Saturn’s Moons
May 14, 2008
The British publisher Legenda has just announced a new book on Sebald being edited by Jo Catling (of the University of East Anglia) and Richard Hibbitt (of the University of Leeds): Saturn’s Moons: A W G Sebald Handbook. (Catling was a teaching colleague of Sebald’s and her elegy, Silent Catastrophe: In Memoriam W. G. (Max) Sebald 1944 - 2001, can be found here at New Books in German, along with many other very interesting articles on German-language literature.)
On the Legenda website, there are links to distributors where the volume can be pre-ordered in Great Britain or in the US. Or you can find it already listed on Amazon.uk. Here is the description of the book (cut and pasted from the publisher), which is set to appear in December 2008.
The German novelist, poet and critic W. G. Sebald (1944-2001) has in recent years attracted a phenomenal international following for his evocative prose works, such as “Die Ausgewanderten” (”The Emigrants”), “Die Ringe des Saturn” (”The Rings of Saturn”) and “Austerlitz”, spellbinding elegiac narratives which, through their deliberate blurring of genre boundaries and provocative use of photography, explore questions of Heimat and exile, memory and loss, history and natural history, art and nature. “Saturn’s Moons: A W. G. Sebald Handbook” brings together in one volume a wealth of new critical and visual material on Sebald’s life and works, encompassing a range of first-hand accounts by his former colleagues and students.The contributions cover various phases and facets of the writer’s career, including Sebald as teacher, as founder of the British Centre for Literary Translation at UEA, and as scholar and critic. Lavishly illustrated, the Handbook contains definitive primary and secondary bibliographies, details of audiovisual material and interviews, and a catalogue of Sebald’s library.

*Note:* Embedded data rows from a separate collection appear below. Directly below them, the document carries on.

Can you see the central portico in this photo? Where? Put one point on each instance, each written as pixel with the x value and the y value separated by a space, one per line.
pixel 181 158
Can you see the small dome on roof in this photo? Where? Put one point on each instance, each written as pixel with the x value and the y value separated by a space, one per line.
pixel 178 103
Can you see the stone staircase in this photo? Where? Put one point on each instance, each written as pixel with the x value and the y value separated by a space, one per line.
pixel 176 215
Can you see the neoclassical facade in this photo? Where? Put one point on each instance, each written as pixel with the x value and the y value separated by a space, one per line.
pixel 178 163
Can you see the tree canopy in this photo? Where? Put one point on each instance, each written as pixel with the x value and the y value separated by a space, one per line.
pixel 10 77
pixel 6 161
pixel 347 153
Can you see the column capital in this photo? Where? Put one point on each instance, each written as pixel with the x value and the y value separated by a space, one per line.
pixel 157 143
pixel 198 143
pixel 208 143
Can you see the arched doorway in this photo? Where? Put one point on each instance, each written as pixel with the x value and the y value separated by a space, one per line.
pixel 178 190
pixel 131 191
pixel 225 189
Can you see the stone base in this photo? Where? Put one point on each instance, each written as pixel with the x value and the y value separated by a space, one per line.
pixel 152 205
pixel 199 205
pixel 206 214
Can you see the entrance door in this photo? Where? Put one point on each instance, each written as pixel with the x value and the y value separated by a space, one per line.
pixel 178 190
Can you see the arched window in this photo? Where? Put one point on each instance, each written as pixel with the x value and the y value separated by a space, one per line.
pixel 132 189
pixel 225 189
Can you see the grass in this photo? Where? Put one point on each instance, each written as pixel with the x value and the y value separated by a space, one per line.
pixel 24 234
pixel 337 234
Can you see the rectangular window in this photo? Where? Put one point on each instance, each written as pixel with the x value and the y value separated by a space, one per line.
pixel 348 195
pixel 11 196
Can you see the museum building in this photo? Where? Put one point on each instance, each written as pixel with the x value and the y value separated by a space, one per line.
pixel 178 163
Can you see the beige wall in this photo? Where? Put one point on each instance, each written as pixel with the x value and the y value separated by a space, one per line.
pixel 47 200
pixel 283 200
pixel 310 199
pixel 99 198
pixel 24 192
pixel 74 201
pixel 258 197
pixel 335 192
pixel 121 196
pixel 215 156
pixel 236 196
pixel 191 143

The contributors include Jo Catling, Florian Radvan, Clive Scott, Richard Sheppard, Gordon Turner and Ulrich von Bulow. Drawing on a range of original sources from the Sebald Nachlass - the most important part of which is now held in Marbach, where it will be the subject of a major exhibition in 2008-9 - “Saturn’s Moons” provides an invaluable source for future Sebald studies in English and German alike, complementing recent critical works on subjects such as history, memory, modernity, reader response and the visual.

May 16, 2008 at 4:15 am
Hi Terry - you sensitively don’t mention the price of this promising volume - 45 quid! - let’s hope it lives up to expectations! Martin
May 18, 2008 at 2:06 pm
hi Terry,
so glad Vertigo is your , almost , daily escape ( just read ‘ about me’
what a wonderful work you do!
today Max’ birthday?
anne
May 19, 2008 at 7:01 am
Anne, Thank you for the reminder of Sebald’s birthdate, May 18. I should plan something special for Vertigo each year to commemorate the date. All the best, Terry
May 25, 2008 at 8:29 am
hey Terry,
info from the continent, much to late: Armada made a special issue on Sebald in October 2005!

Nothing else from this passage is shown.